その日の折敷は、銀の折敷が20,打敷には唐の薄物、綾縑を重ねなどしている。金の御坏などを用意して君達の御前それぞれに差し上げる。
将監たちには蘇枋の机を2つずつお与えになる。
 こうして、いつものように君達は琴を弾き、下部や童は笛を吹き交わす。
一日中遊び暮らして、夕暮に、大きなつり舟に海人が栲縄(コウゾなどで作った縄)を舟一杯に積んで漕いで行くのを少将(仲頼)は見て、
「あれは、あんなに長く見えるけれども、私の志よりはきっと短いだろうよ。」
などというのを聞いて、あるじの君(涼)は微笑まれて、

  舟の上で手繰り寄せる心のうちは計り知れないけれども、
  潜女にとってはそれだけが頼りなのです、海人の栲縄は
   (そう言ってくださるあなたたちが頼もしい)

侍従(仲忠)は
「ここまでやって来たわれわれの心も、栲縄に劣らないでしょう。」といって、

  道遠き都から来た私たちの心には、
  優ることもあるまい、海人の栲縄

少将(仲頼)

  ここまで来た私たちの長き心に比べるのですから、
  長いという評判も立つでしょう、あの程度の沖の栲縄でも

といううちに日は傾く。

 あるじの君(涼)は、このように風流な場所に豪勢なお住まいをなさっているけれども、よき友だちにお会いさるのはこれが初めてであるので、「こうしてばかりいたいものだなあ」とお思いになるけれども、ずっとこうしていることもできない、やがては帰らねばならない人々であることを思うにつけ、渚から都鳥が連ねて飛び立つおり、浜千鳥が鳴くのを聞きいて、

(涼)都鳥よ、友を連れて帰るのならば、
   残された千鳥は鳴きながら過ごすのだよ。
   (皆が帰れば私はまたひとりだ)

侍従(仲忠)「あなたを置いてなんて」

  雲路を一緒に飛んでいこうではありませんか。
  一緒に遊んだ千鳥だって仲間ではありませんか
   (あなたもご一緒に都へ)

少将(仲頼)

  都鳥は千鳥をその羽に乗せてこそ
  吹上の土産として、東宮にお渡しできるのです
   (あなたもぜひ東宮の下に)

行政

  東宮に尋ねられたら何と答えればよいのでしょう
  吹上の浜に住む千鳥を誘いに来た私たち都鳥は

などと、夜一夜遊び明かした。

(絵指示・訳省略)


(語釈)
上巳の祓=中国の故事にならって三月の最初の巳の日に行なった祓。人形(ひとがた)に、身についた罪・けがれ・わざわいなどを移して川や海に流し捨てたもの。(コトバンク精選版 日本国語大辞典)
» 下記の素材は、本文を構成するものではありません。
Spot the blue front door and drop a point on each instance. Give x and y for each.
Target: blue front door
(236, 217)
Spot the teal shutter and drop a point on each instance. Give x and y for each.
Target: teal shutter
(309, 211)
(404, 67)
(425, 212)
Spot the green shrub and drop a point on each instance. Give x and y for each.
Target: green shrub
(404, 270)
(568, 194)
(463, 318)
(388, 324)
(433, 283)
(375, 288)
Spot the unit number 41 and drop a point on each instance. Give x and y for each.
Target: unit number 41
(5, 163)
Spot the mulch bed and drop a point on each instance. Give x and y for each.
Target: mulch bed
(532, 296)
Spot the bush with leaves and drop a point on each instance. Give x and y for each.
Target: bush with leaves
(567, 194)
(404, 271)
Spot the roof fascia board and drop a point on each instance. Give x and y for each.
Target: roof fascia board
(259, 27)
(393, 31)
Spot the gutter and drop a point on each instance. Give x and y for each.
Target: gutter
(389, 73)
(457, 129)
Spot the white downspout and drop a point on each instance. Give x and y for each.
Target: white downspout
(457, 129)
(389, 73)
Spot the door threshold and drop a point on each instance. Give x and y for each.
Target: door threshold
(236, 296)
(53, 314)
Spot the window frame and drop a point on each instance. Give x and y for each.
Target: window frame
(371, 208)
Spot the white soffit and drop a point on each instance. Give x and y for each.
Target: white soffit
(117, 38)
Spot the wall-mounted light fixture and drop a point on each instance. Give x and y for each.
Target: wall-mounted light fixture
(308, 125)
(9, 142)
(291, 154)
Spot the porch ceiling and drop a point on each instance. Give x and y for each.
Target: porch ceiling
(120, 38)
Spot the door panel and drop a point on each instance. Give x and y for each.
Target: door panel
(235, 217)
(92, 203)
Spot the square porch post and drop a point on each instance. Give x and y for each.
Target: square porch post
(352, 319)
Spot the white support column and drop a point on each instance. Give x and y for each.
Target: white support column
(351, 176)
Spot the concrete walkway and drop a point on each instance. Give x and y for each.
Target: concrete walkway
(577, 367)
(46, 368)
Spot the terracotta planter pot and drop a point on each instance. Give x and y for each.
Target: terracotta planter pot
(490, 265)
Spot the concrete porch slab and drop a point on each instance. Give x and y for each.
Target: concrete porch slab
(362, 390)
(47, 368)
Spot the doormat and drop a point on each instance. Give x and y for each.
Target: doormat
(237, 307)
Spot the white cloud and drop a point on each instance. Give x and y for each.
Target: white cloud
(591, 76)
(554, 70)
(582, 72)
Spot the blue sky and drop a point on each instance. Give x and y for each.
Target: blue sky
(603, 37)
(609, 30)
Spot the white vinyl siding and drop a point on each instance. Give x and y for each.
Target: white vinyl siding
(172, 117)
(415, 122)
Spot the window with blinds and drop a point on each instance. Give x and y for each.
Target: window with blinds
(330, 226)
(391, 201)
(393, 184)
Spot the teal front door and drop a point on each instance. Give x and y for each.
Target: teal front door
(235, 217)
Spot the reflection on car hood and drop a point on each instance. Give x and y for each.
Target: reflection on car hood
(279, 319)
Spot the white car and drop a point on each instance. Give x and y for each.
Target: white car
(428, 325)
都鳥=ゆりかもめ。伊勢物語第9段の東下りが有名。都へのあこがれの気持ちは、ここにも通じるか。


前回に引き続き、豪勢な宴の描写が続く。今回は海の幸が中心のようである。

そんな中、仲頼は栲縄になぞらえて、自分たちの涼への思いを語る。
一方の涼は、都鳥を見ては、残される自分の境遇を思う。
何も知らずに吹上で大切にされているうちは、気付かなかった寂しさを、仲頼たちとの交流を経験することによって強く感じ、都へのあこがれを強くいだく。

山から下りてきた仲忠が、仲澄と義兄弟の契りを交わして喜んだように、友との結びつきの大切さを、この作者はよく知っているようだ。